The data science community likes to speak of dark data and how they, as experts, can bring tremendous insight to any business by simply shining their analytical light on those hidden bits, bytes, and characters.
So, what constitutes dark data? Gartner defines it as “the information assets organizations collect, process and store during regular business activities, but generally fail to use for other purposes (for example, analytics, business relationships and direct monetizing).”
Recently, I read Neil DeGrasse Tyson and James Trefil’s tome Cosmic Queries. It is the latest effort by those who know and study the physics of the universe, to explain to the curious what is known, and what is not known, about its history and makeup. I learned some things.
One unknown is what makes up dark matter. Dark matter is there, and massive experimental efforts like the Large Hadron Collider that crosses the French and Swiss borders continue to prove out the theories surrounding dark matter and others like it. There is, however, much more to learn. Astrophysicists must peer into the dark matter and analyze what is there.
The core thinking in enterprises is that they retain data because they are required to. Compliance rules dictate the securing and retention of certain records for some period and that requirement often turns into an expensive proposition.

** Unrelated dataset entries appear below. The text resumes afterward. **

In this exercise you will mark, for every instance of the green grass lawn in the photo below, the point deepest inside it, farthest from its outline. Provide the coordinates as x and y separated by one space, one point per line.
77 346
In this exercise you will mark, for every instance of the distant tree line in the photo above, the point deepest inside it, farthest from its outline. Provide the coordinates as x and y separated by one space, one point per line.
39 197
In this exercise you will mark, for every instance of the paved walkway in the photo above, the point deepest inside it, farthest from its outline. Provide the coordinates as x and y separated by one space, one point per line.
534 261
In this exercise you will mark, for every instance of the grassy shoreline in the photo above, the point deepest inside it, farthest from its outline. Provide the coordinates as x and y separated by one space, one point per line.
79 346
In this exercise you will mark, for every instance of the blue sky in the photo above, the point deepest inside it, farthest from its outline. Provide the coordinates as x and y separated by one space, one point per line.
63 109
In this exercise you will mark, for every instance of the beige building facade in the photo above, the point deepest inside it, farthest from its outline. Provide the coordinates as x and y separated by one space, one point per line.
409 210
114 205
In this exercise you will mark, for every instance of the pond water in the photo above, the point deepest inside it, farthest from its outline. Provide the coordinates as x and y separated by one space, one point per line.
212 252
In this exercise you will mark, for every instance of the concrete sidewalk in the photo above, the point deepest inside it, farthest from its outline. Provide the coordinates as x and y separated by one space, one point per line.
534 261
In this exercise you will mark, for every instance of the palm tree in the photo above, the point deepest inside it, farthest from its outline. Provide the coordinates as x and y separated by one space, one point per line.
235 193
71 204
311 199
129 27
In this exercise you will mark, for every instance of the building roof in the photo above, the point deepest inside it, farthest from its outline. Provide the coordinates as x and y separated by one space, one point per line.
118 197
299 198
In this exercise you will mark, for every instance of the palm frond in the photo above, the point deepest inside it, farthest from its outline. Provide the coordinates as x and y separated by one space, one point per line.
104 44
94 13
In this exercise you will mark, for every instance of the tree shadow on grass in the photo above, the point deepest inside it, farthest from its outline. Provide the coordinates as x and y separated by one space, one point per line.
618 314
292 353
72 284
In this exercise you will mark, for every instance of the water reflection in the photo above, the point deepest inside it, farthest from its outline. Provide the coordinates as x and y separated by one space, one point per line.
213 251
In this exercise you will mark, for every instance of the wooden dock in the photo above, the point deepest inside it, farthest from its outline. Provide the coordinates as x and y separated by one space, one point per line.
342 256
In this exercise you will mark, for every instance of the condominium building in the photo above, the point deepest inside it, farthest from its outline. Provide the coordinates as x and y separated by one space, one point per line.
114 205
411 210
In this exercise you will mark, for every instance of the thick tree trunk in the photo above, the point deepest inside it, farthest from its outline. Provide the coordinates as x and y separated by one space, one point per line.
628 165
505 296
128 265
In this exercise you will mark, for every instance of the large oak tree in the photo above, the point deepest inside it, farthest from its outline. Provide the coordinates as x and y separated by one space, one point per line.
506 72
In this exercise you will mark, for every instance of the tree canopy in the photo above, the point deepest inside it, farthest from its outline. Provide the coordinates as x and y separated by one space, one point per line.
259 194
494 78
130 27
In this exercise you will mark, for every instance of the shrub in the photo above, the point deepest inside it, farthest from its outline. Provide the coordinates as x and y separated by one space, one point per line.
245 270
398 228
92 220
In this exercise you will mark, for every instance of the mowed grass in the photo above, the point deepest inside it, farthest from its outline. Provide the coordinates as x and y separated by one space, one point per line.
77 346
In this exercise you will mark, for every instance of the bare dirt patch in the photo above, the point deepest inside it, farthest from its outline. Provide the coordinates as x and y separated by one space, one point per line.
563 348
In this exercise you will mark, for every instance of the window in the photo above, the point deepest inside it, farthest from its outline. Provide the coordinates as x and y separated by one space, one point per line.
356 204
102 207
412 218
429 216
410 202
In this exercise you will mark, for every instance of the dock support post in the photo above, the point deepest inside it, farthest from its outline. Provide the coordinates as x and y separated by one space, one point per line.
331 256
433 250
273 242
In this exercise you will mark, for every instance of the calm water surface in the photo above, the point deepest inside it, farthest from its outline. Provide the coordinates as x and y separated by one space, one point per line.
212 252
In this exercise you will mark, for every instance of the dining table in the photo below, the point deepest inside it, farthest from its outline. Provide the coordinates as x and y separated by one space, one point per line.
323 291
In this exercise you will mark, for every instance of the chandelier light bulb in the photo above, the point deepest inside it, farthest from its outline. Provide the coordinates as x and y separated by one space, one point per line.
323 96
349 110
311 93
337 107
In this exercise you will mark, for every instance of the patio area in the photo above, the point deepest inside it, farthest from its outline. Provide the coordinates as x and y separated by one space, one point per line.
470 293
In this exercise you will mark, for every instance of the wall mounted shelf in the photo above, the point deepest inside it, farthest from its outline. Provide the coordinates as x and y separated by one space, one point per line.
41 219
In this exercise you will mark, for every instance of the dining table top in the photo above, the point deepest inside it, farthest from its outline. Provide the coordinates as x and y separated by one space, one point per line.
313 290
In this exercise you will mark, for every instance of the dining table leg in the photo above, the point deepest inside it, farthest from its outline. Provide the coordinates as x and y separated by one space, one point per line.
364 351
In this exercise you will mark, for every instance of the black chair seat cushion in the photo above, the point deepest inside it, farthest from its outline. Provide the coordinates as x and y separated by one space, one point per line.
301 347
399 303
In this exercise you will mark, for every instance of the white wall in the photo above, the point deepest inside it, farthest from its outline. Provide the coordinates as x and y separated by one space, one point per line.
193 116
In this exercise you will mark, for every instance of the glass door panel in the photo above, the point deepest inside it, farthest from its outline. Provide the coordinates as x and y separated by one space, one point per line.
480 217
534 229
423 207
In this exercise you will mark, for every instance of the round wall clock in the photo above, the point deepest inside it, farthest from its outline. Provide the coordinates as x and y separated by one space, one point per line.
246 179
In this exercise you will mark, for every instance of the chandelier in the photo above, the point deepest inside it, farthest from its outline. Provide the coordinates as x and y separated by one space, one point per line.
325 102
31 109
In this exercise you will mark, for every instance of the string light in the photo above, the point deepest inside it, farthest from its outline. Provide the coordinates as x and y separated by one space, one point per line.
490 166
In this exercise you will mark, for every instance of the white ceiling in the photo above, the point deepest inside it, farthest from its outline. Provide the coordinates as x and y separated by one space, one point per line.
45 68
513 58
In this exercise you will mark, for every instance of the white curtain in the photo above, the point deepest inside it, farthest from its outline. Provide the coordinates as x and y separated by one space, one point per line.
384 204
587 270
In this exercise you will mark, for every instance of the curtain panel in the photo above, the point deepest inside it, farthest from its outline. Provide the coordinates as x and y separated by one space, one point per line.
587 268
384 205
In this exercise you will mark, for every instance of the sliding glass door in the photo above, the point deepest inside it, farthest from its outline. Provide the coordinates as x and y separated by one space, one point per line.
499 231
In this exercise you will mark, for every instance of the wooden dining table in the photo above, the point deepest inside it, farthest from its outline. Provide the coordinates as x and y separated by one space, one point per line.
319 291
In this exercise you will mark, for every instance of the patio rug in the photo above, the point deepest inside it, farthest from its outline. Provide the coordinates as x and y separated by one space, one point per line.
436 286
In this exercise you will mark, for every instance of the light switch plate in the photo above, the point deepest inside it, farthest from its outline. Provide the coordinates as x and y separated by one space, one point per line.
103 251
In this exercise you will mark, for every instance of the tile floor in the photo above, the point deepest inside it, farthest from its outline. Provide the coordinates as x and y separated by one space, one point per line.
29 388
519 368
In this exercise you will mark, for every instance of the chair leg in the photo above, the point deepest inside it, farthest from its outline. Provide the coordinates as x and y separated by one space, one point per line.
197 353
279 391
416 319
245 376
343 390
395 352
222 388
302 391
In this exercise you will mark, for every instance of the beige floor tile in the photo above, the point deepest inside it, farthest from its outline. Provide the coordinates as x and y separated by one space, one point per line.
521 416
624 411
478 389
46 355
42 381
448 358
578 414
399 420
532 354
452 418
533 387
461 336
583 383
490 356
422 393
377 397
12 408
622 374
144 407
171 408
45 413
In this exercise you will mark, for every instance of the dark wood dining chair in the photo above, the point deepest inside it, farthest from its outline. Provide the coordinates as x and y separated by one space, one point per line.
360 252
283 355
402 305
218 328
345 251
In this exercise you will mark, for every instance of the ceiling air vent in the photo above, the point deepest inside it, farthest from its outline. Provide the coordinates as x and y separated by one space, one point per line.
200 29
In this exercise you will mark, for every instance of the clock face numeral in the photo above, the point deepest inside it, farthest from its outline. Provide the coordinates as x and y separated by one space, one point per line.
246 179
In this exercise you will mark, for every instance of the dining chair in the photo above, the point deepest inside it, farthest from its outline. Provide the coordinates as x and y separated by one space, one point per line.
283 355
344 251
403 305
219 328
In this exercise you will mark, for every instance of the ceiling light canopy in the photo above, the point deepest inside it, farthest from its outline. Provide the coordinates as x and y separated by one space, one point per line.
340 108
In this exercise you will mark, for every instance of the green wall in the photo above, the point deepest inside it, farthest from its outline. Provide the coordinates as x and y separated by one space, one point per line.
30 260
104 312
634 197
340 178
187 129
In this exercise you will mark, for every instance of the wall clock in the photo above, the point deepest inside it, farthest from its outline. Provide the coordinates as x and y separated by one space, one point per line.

But is keeping data just expense? Is there value embedded in it? I suspect those whose livelihoods depend on data analytics will argue that there is value and, of course, offer several options, none of which are free, to peer in and break out the significant, business-consequential nuggets from the dark data.
Often forgotten in the effort to mine dark data, are the information assets that do not, and did not ever, exist in a database. Those are the documents that enterprises have captured for decades into content services platforms (CSP) also known as enterprise content management systems (ECM).
Data that has structure is relatively straightforward for analytics professionals to process. Yes, they may complain about having to join this with that, resolve duplicates, account for gaps, discard meaningless stuff, and so on. But through it all they are dealing with coded inputs that a program understands. Other than the occasional need to consider national language encoding, the machine knows how to handle the data.
The unstructured nature of documents is often why they went into the CSP in the first place. If all the information contained on the page was already in a nicely formatted data structure, there may be few reasons to keep the original except, maybe, to retain a signature facsimile.
However, documents do not arrive in an organization with comprehensive matching data structures. They arrive in a completely unstructured form. Depending on the business type of document, it may make sense to manually convert (data enter) some of its contents into structured data. In some other cases it may make sense to automatically convert some of the unstructured contents using document automation.
In either case the cost of conversion limits how much data gets transcribed. In most situations, conversion is limited to the few values needed to associate a document with a business transaction.
The billions and billions of documents residing in enterprise CSPs are dark content. Many of them hold information that, if properly analyzed, could reveal new insights about customers, about trading partners, about market trends, about virtually anything.
So how can a reasonable businessperson access those insights and do it in a fashion that does not break the bank?
The approach differs depending on how ingestion systems initially brought in the content. The content’s age is another factor. CSP technology and practices evolved over time. Early systems captured simple images often by scanning physical pieces of paper. As time went on, PDF became a standard and systems moved to storing the text of the document along with the image.
Lately many organizations have abandoned the use of physical documents and traditional mail altogether and are exchanging documents electronically through email and other channels. Many CSPs now directly ingest the electronic documents arriving via those channels.
If content is relevant to an analytics effort and exists only as a simple image, the characters on the document must first convert into text. There are any number of different conversion software options, both in the cloud and on premises, that will accurately and effectively complete that transition.
Once documents convert and the CSP supplies access to all the text of the content, it creates an opportunity to use any number of different analytical approaches. Some CSPs supply direct access to analytic tooling while others may require copying the content into an analytics friendly file system.
The primary tools for analysis are, of course, readily available machine learning artificial intelligence (AI) systems. The corpus of content becomes a base for the development of models that can return answers to help grow and optimize the business. In fact, a simple content clustering exercise, often one of the first steps in model development, can guide creation of the right questions the model should seek to answer.
Tools for creating and optimizing AI models, once strictly the domain of computer scientists, are now readily accessible to anyone with the technical savvy and curiosity to take on an analytics project.
Some day the science will figure out dark matter. It will take time and money. Getting real business value from the dark content is way easier, and far less costly.